In order to prevent such attacks, you need to make the means of attacking as difficult as possible. Certainly you can't stop everything, but you can set the bar so high as to turn off all but the most dedicated and will organized. The means of making such an attack improbable starts at monitering the people and material that enter the nation. The final obstacle of course is Super Bowl security.

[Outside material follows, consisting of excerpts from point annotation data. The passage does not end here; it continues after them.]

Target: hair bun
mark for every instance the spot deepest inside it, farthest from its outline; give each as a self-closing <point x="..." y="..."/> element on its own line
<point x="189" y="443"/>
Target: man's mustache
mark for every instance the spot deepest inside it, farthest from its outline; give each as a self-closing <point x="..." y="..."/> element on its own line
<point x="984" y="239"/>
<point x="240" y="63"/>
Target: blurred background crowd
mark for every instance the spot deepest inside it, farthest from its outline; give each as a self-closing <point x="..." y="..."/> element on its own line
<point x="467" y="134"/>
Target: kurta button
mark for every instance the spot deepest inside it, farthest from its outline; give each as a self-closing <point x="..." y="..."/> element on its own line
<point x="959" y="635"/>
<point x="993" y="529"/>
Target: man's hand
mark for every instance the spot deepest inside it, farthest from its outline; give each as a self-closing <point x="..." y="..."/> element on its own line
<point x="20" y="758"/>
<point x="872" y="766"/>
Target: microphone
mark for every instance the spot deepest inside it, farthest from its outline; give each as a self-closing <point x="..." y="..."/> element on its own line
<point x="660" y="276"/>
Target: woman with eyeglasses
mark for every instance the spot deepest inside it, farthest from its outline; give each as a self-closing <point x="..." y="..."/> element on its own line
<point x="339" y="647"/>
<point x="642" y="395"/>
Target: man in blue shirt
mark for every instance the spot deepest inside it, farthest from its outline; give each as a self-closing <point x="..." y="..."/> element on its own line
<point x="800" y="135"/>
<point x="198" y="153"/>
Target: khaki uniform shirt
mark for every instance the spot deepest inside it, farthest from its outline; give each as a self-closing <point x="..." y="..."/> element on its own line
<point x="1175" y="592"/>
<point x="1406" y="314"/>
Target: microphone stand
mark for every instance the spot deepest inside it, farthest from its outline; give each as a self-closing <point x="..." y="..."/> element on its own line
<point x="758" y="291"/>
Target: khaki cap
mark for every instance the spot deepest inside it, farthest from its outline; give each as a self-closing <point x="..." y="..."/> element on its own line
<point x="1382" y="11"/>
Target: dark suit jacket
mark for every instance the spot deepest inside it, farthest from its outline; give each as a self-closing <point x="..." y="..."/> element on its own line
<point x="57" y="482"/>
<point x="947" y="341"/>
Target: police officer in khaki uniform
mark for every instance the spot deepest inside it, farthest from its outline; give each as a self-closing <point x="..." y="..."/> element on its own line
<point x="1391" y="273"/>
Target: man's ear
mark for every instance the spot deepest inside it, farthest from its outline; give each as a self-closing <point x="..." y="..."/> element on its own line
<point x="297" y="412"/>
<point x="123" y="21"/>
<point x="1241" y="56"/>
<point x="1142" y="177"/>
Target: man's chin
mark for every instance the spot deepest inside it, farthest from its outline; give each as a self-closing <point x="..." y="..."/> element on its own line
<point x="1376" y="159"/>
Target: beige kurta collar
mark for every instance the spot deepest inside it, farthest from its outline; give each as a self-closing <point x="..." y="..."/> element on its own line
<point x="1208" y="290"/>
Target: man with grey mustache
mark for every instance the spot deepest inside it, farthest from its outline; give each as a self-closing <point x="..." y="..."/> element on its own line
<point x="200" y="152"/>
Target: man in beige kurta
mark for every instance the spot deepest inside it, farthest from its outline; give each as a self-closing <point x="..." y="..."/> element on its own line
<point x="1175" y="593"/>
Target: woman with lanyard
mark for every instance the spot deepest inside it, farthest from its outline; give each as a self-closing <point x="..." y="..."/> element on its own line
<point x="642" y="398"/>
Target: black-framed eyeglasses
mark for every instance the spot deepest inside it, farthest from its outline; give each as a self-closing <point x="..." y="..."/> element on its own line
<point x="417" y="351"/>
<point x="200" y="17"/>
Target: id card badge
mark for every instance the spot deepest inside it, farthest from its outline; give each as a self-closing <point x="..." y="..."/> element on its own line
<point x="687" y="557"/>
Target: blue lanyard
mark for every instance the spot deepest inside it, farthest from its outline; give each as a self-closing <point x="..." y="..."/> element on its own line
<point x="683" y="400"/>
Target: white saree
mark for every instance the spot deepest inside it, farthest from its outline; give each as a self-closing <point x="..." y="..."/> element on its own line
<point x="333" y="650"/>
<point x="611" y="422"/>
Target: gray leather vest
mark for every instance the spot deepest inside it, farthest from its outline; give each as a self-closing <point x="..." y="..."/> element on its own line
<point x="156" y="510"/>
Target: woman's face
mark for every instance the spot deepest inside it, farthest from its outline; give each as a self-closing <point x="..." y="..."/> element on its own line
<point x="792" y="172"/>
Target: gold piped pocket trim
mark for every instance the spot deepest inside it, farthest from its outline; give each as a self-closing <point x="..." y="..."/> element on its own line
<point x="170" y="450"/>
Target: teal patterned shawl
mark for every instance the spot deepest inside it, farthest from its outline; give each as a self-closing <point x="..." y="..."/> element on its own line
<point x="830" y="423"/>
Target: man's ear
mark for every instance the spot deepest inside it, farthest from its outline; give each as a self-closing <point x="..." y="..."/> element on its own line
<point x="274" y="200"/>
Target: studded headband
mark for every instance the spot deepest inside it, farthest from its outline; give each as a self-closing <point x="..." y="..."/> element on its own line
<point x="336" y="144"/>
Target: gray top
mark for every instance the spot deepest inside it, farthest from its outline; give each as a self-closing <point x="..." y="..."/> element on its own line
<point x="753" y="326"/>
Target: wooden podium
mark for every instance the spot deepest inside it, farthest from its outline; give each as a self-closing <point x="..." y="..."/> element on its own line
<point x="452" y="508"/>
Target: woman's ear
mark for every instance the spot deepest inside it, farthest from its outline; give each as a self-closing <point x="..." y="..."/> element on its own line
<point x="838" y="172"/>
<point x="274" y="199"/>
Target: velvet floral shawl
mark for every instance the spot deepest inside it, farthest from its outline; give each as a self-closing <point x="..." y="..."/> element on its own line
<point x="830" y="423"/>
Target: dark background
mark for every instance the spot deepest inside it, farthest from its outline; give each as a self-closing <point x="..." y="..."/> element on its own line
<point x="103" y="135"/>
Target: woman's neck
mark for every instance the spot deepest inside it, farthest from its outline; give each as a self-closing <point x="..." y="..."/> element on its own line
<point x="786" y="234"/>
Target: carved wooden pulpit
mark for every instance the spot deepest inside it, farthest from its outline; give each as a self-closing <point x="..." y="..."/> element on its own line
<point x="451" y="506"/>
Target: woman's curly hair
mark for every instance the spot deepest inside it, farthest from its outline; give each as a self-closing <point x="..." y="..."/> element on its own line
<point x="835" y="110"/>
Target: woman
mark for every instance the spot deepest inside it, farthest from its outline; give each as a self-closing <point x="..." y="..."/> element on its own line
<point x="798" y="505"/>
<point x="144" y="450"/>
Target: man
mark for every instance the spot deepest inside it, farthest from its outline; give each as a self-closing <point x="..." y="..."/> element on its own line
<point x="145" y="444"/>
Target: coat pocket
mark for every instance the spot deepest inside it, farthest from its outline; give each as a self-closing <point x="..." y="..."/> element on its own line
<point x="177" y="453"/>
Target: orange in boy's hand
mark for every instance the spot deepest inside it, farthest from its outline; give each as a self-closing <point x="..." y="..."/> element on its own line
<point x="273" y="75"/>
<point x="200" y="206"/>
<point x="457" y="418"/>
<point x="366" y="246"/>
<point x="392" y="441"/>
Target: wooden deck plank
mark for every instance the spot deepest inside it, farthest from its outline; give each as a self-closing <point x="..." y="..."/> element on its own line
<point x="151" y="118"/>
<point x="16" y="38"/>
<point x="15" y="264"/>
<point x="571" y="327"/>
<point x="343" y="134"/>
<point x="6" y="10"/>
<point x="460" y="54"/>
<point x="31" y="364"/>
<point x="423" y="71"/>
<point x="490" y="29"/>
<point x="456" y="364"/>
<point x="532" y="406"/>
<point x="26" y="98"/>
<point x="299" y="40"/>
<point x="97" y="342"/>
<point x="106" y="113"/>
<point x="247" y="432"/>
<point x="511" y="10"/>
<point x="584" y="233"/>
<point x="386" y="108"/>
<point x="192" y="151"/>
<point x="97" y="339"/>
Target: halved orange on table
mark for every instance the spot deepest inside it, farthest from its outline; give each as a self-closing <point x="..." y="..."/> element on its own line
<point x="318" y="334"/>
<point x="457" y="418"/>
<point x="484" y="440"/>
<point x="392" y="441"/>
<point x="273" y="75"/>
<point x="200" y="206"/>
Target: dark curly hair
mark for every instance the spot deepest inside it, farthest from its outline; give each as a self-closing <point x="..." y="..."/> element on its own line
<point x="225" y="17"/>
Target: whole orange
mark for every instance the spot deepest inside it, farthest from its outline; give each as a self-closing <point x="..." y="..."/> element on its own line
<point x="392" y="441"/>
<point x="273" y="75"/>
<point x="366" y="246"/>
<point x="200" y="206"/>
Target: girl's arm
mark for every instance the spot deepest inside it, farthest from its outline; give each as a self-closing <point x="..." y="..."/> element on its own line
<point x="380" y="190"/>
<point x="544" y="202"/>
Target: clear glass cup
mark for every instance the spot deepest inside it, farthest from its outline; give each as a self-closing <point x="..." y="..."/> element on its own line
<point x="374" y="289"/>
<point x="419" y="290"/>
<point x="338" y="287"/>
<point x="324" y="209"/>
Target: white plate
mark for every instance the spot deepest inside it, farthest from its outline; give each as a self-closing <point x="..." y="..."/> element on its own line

Now, that isn't to say that there is NO means of attack, simply that the means of attack has been made exponentially harder. Instead of shipping over explosive via freight and people via airplane, loading everyone up with a suicide vest, and simply walking in, they need to devise an increasingly more complex and risky plan. They need to some how illicitly get people and materials into the nation. Once inside the nation, they need to find a method of delivery to get it past security. At each barrier erected, they need to take more extreme actions to achieve their ends. In this case, they probably would not ship explosives in as the barrier to shipping in explosives is too high, to traceable, and too risky. They might try and make a homemade bomb. For that they would need to ship in a bomb expert and potentially raise red flags buying materials. They would then need a delivery method. Simply walking in is a near impossibility, especially if they want live television coverage. They might instead opt to rent a light plain to deliver the explosives. In doing this they need to forge identities, learn to fly, load the explosives, take off without arousing suspicion, and enter restricted air space. Finally, they need to devise some method of detonation that might or might not work. Further, this attack would be less effective because of the limited amount of explosives they could deliver. If they were simply allowed to ship people from wherever they wanted and enter into the stadium as they pleased, they could merrily bring over dozens of armed people.